I remember my year 11 economics class and the subject of entrepreneurship; it was described as being “hard to define and even harder to encourage”. It sounded elusive and counter to the field of economics where we generally like to be able to define our parameters for everything we study.
How do we define entrepreneurship and what is its relationship with franchising? Let’s start with returning to the definition. It turns out my year 11 class was not wrong. Wikipedia allocates nearly 250 words to a definition which includes:
- Entrepreneurship is the creation or extraction of value.
- Entrepreneurship is the process of designing, launching and running a new business, often a small business.
- Entrepreneurship is the capacity and willingness to develop, organise and manage a business venture along with any of its risks to make a profit.
- The people who create these businesses are often referred to as entrepreneurs.
I am going to summarise and define entrepreneurship as a willingness to, or process of taking on commercial risk, developing and managing a business with a view of creating value, profit or return.
The misperception that franchising stifles entrepreneurship
We have conversations every day with people who want to start and grow their own businesses. They want to take a measured risk, invest time and money with a view of controlling their future and of course, make a return. Without perhaps saying it themselves, they want to be entrepreneurs. Those that have already decided that franchising is their route we call franchisee entrepreneurs. The statistics overwhelmingly demonstrate franchisee entrepreneurs are more successful.
Some budding entrepreneurs however have a misconception that franchising will stifle their entrepreneurial aspirations. I believe this could not be further from the truth, and invariably we have a discussion around recurring themes:
I want to own my own business, not someone else’s
Nearly every franchise brochure or explanation that I have seen over 20 years starts with something similar to “be in business for yourself, not by yourself”. This is true, franchisees find – whether directly or through borrowings the business themselves, and the risks and rewards sit solely with the business owner, the franchisee entrepreneur. It is their business – it is not an outlet or subbranch of the franchisor’s business.
I want something I can develop, control and influence
That is not solely, but it is ultimately in the hands of the franchisee entrepreneur. If it is a start-up or greenfield franchise business, they obviously need to develop and grow the business. If buying an established franchised business, there is always room to develop, refine and do better.

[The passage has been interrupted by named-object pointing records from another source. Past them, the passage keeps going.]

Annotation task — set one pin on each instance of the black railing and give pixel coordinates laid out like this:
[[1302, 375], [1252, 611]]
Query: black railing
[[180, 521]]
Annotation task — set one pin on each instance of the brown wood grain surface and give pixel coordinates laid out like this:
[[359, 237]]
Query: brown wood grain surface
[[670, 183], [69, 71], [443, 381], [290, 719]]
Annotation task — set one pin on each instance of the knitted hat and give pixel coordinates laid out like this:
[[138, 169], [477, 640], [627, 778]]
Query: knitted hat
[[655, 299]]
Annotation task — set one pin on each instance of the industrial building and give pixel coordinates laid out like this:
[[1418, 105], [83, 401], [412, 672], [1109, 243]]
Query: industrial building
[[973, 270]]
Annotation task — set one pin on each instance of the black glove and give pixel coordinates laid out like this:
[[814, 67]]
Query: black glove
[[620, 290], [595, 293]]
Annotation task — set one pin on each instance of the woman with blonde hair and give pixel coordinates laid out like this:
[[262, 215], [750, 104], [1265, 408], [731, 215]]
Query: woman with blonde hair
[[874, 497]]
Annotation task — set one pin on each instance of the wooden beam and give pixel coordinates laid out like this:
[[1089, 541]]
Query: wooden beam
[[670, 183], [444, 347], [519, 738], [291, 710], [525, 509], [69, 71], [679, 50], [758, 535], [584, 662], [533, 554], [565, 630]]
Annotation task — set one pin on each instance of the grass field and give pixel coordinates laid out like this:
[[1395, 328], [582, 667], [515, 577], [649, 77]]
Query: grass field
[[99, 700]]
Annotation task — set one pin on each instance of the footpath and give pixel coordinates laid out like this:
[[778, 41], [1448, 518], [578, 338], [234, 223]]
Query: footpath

And the best part about franchising is it provides the road map and the benchmarking against which success can be measured.
From over 20 years of research the Franchise Relationship Institute has established that one factor accounts of approximately 40 percent of the success (or otherwise) of a franchised business. It is not the brand, not the location (though both are critical), it is the franchisee.
I don’t want to be told what to sell and I don’t want to be stifled
Firstly, here is the wake up, “someone” is going to tell you what you should be selling. That “someone” is the “market” – if the market does not want it, you won’t sell it. And why would you not want the collective experience, support and guidance of a franchise system to assist you with what you should be selling?
We also often hear people say they don’t want their ideas or innovation stifled. Good franchise systems do not stifle innovation, they have the ability to develop, test and roll out innovation, often generated by franchisees. Need we say more than Big Mac – invented by a franchisee, now the greatest selling burger on earth.
I don’t want to follow rules
Let’s face it, we have rules in business – we must pay taxes, we must follow an extraordinary number of legislative requirements and we must perhaps most importantly, do the things, and follow the rules that will create profitable businesses.
Franchise systems develop processes and parameters, “rules” because they work. Some are designed to make sure the franchisee is able to stay within the legislative playing field. Whilst others are definitely to ensure compliance within a franchise system.
To quote one of my former franchisor managing directors: “The franchise agreement and parameters are designed to keep the good things in and the bad things out.”
There is one statement that does separate the entrepreneur from the franchisee entrepreneur – I want to create or develop my own “thing”.
These super brave people are politely called pioneers. I believe there is often a confusion between pioneering and entrepreneurship and while they are not mutually exclusive, they are not the same.
You do not need to invent, or revolutionise anything to be an entrepreneur. If you do want to be a pioneer, then franchising is probably not for you and we wish you the best of luck.
But remember that statistically, the franchisee entrepreneur is more likely to be successful.